5. FLORIDA: The Jolly Undertaker
"Sometimes," Simon Templar pronounced once, "I think that critics make far too much fuss about the use of coincidence in detective stories. In real life, mysteries are solved by coincidence at least half the time — because some chance witness happened to notice and remember something, or the criminal accidentally lost a button at the scene. An alibi goes blooey because an unpredictable fire stops the schemer getting back to his apartment in time for the phone call he's arranged to answer. And how many plays and movies have you seen where the perfect crime was all laid out at the start, and you sat happily on the edge of your seat waiting for the inevitable coincidence to foul it up — the incalculable old lady who comes looking for her wandering Fido, or the power failure that stops the electric clock that should have fired the bomb? The plain truth is that without some sort of fluke there'd usually be no story or no suspense. Coincidences happen to everyone, but they're only branded as far-fetched when somebody does something with one."
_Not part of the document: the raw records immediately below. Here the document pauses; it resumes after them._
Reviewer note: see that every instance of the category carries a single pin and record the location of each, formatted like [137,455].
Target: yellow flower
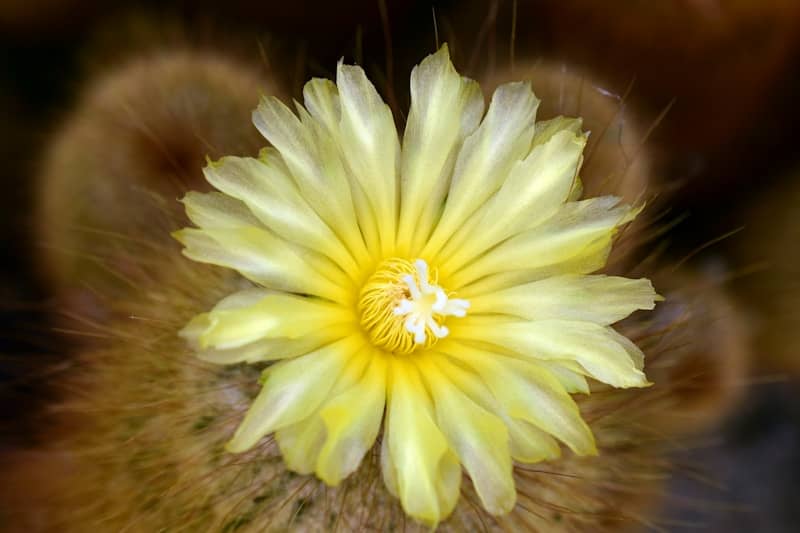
[433,292]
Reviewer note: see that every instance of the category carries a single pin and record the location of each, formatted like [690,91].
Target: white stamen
[426,300]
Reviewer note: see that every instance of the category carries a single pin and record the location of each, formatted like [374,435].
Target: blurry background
[712,83]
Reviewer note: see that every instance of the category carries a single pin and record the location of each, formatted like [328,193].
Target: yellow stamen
[402,309]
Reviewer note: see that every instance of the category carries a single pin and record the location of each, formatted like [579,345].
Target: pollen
[403,309]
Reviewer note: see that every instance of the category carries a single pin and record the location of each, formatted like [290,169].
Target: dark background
[728,70]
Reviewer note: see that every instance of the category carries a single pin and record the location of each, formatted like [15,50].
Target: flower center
[402,309]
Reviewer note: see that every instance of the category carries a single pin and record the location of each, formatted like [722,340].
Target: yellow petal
[321,99]
[572,232]
[275,315]
[600,299]
[486,157]
[352,420]
[532,394]
[268,260]
[315,166]
[590,259]
[425,473]
[293,390]
[273,349]
[535,189]
[569,374]
[529,444]
[605,354]
[274,198]
[479,438]
[546,129]
[217,210]
[301,443]
[526,442]
[371,149]
[445,108]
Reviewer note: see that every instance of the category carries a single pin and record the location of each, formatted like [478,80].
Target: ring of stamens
[402,309]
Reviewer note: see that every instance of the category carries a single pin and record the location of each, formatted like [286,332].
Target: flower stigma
[402,309]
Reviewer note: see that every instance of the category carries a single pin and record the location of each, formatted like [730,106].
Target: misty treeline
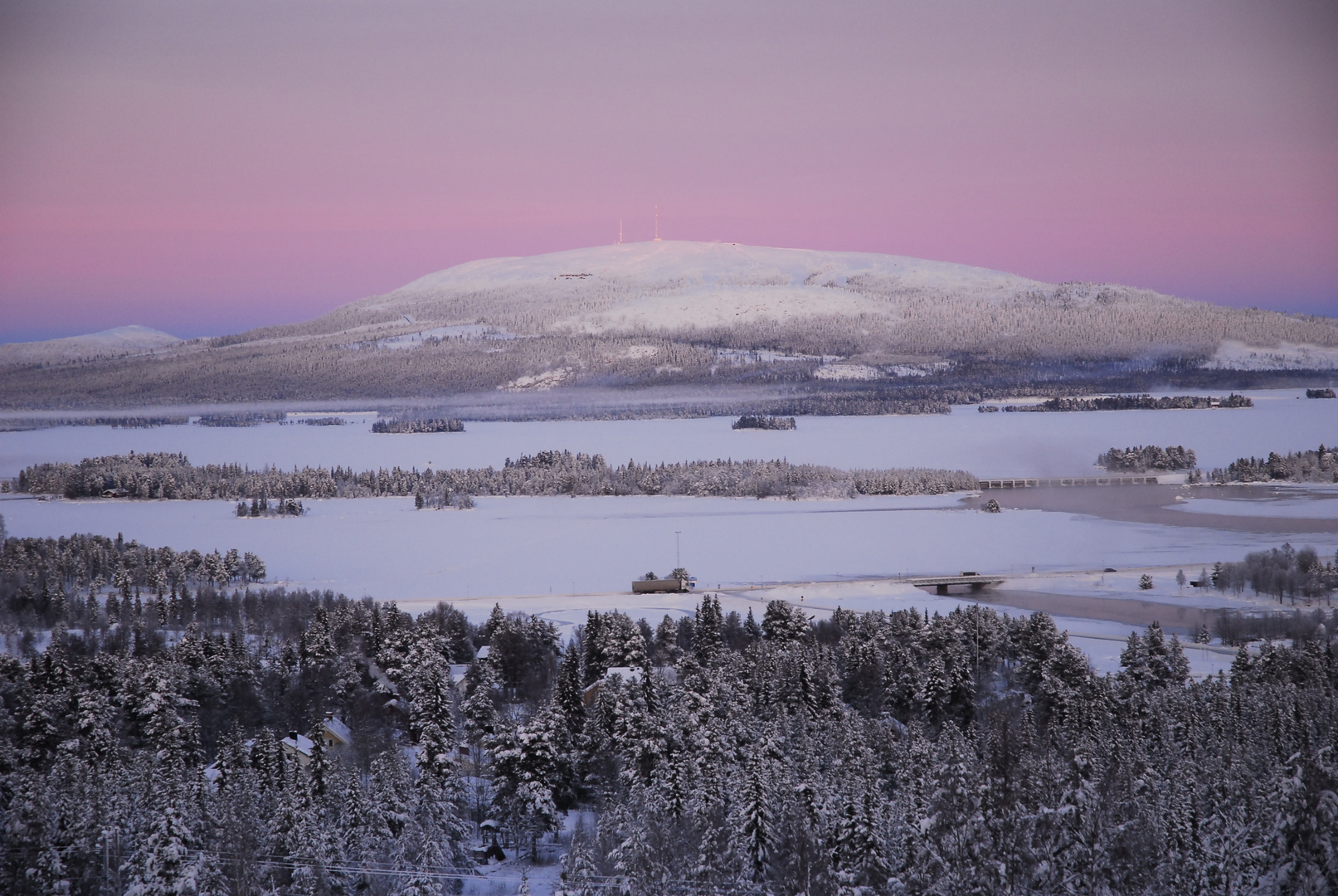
[1136,403]
[17,424]
[404,424]
[1318,465]
[1144,458]
[242,419]
[866,753]
[1279,572]
[761,421]
[86,581]
[261,507]
[547,472]
[1300,626]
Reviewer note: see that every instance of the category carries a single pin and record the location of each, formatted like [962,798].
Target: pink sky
[211,166]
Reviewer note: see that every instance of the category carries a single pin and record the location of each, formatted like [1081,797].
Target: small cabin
[335,732]
[657,586]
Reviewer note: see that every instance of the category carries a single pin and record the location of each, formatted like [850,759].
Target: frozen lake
[986,444]
[539,546]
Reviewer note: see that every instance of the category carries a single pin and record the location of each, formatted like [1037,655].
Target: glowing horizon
[214,168]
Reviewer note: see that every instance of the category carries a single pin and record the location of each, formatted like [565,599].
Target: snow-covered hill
[720,265]
[881,303]
[117,341]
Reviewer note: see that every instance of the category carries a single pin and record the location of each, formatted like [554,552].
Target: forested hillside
[877,753]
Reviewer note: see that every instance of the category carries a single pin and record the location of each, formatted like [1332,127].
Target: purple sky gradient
[209,166]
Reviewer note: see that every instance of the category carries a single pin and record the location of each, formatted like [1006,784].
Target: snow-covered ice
[1305,503]
[986,444]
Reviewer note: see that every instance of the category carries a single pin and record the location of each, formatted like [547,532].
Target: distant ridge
[818,332]
[133,338]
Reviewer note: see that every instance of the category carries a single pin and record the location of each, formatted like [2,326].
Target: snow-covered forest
[1144,458]
[868,753]
[547,472]
[1318,465]
[1136,403]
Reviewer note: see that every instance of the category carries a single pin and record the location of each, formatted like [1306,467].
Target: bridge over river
[941,582]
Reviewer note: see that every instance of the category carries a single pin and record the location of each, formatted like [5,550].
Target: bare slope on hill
[684,314]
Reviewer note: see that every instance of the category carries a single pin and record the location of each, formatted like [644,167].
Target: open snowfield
[1302,502]
[561,557]
[986,444]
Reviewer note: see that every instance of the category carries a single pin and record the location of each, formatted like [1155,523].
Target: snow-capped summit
[715,264]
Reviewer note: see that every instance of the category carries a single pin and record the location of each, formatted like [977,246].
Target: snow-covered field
[561,557]
[533,548]
[1302,502]
[986,444]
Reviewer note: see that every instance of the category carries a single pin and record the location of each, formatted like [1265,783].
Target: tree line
[401,424]
[1135,403]
[761,421]
[1316,465]
[547,472]
[868,753]
[45,581]
[1144,458]
[1279,572]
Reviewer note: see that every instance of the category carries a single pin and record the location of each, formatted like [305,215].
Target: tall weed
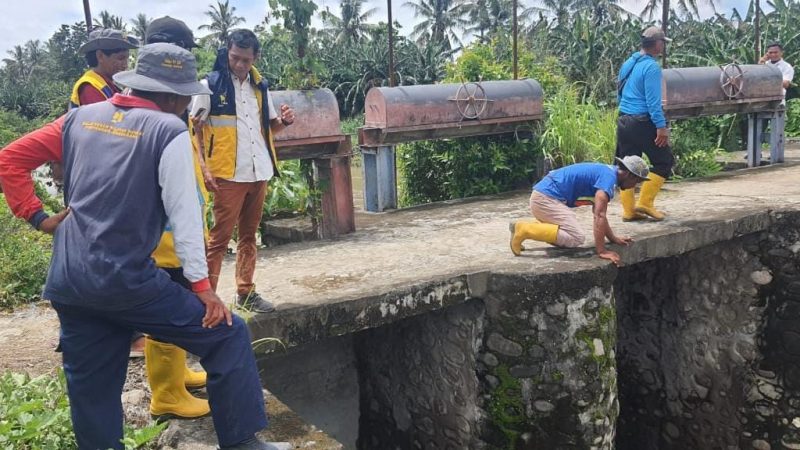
[577,131]
[34,414]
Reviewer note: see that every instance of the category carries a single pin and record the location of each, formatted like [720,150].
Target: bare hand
[611,256]
[50,224]
[216,311]
[287,114]
[622,240]
[662,137]
[198,122]
[210,181]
One such coincidence which he might have been recalling was not really extravagant at all, reduced to its prime essentials, which consisted of
A: reading about, and being mildly intrigued by, a minor offense committed against an individual of no obvious importance and certainly unknown to him; and
B: having that victim pointed out to him less than 48 hours later, before he had time to forget the association.
That is, if you exclude the third factor, that such coincidences seemed to happen to the Saint with exceptional frequency. But modern insurance studies have revealed that it is not purely accidental that some people have more accidents than others, and can be properly called "accident‑prone". In the same way, Simon Templar seemed to attract interesting coincidences, perhaps because he made better use of them than ordinary people. This, therefore, on the best actuarial authority, should not even be called a coincidence.
The first ingredient, then, was an item in a Palm Beach, Florida, newspaper reporting that a Funeral Home in Lake Worth operated by an undertaker with the rather delightful name of Aloysius Prend had been broken into during the night, but appeared to have rewarded the robbers with no more than $7.18 and some postage stamps, the contents of a petty cash box in an office drawer.